SegVol

Beijing Academy of Artificial Intelligence

Promptable 3D foundation model for volumetric CT segmentation, covering over 200 anatomical categories through point, box, and free-text prompts.

Released: November 2023

SegVol is a universal, interactive foundation model for volumetric medical image segmentation, developed by researchers at the Beijing Academy of Artificial Intelligence (BAAI) and collaborators and introduced in November 2023. It tackles a long-standing bottleneck in 3D medical imaging: most segmentation models are trained for a single organ or task, requiring a new model and labeled dataset for every structure of interest. SegVol instead provides one model that can segment more than 200 anatomical categories across whole CT volumes, driven by user-supplied prompts.

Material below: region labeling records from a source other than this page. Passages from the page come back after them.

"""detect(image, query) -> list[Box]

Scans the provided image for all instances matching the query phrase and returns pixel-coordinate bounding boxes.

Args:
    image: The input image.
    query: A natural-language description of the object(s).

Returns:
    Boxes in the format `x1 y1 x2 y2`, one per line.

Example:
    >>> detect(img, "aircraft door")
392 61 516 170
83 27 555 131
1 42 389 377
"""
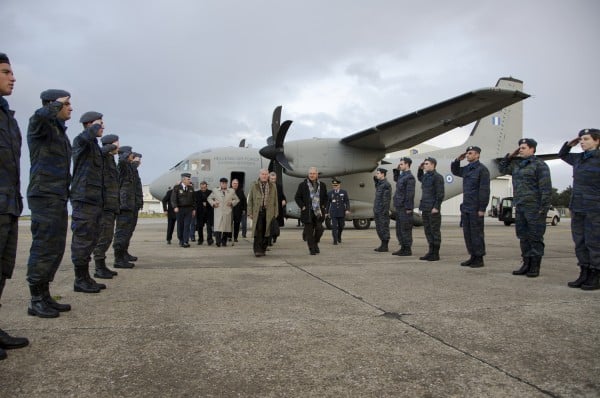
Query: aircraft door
229 171 246 192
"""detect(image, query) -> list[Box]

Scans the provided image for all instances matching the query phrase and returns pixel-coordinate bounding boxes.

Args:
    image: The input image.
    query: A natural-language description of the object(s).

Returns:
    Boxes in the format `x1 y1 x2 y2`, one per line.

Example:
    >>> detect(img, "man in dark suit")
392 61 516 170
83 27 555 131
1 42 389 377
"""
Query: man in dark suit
162 187 177 245
294 167 327 255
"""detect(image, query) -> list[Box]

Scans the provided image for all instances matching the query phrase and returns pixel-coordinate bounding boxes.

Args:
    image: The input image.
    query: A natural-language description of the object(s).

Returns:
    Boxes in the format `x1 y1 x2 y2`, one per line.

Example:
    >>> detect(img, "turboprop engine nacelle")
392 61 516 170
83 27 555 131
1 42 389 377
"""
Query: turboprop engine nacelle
284 138 385 177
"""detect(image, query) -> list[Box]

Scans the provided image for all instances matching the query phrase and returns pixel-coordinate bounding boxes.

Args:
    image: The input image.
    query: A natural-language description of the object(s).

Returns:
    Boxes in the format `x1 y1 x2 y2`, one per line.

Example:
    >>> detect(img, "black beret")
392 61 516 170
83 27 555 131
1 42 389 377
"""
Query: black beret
579 129 600 137
40 88 71 101
519 138 537 148
424 156 437 165
79 111 102 124
119 145 133 156
100 134 119 145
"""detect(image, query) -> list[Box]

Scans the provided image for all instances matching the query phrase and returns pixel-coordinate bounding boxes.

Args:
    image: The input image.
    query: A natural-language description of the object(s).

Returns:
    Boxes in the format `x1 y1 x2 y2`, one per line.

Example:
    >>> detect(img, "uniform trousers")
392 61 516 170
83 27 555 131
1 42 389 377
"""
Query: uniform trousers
27 197 69 285
461 211 485 257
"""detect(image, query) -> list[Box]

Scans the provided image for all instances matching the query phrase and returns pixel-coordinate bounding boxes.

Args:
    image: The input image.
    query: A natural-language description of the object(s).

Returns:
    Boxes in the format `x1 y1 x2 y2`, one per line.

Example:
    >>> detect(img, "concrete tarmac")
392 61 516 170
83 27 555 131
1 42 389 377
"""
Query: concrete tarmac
0 217 600 398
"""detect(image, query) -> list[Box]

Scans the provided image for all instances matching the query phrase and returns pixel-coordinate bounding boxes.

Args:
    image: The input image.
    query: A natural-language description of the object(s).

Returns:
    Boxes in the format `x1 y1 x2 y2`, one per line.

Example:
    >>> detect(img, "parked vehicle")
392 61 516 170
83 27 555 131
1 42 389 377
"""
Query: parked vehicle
497 196 560 226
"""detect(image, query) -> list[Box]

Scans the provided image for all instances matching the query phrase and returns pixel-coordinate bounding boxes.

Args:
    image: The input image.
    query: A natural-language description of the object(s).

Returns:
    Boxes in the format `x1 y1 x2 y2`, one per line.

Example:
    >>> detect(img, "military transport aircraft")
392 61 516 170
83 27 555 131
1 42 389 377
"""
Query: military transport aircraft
150 77 529 229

The model's central novelty is its support for both spatial and semantic prompting. Users can specify a target with point or bounding-box prompts (in the style of the Segment Anything Model, SAM) or with free-text prompts naming an anatomical structure, and SegVol returns a 3D mask for the corresponding region. This makes it a 3D, text-aware analogue to interactive 2D segmentation models, addressing the gap that earlier promptable models such as SAM were designed for natural 2D images rather than volumetric medical scans.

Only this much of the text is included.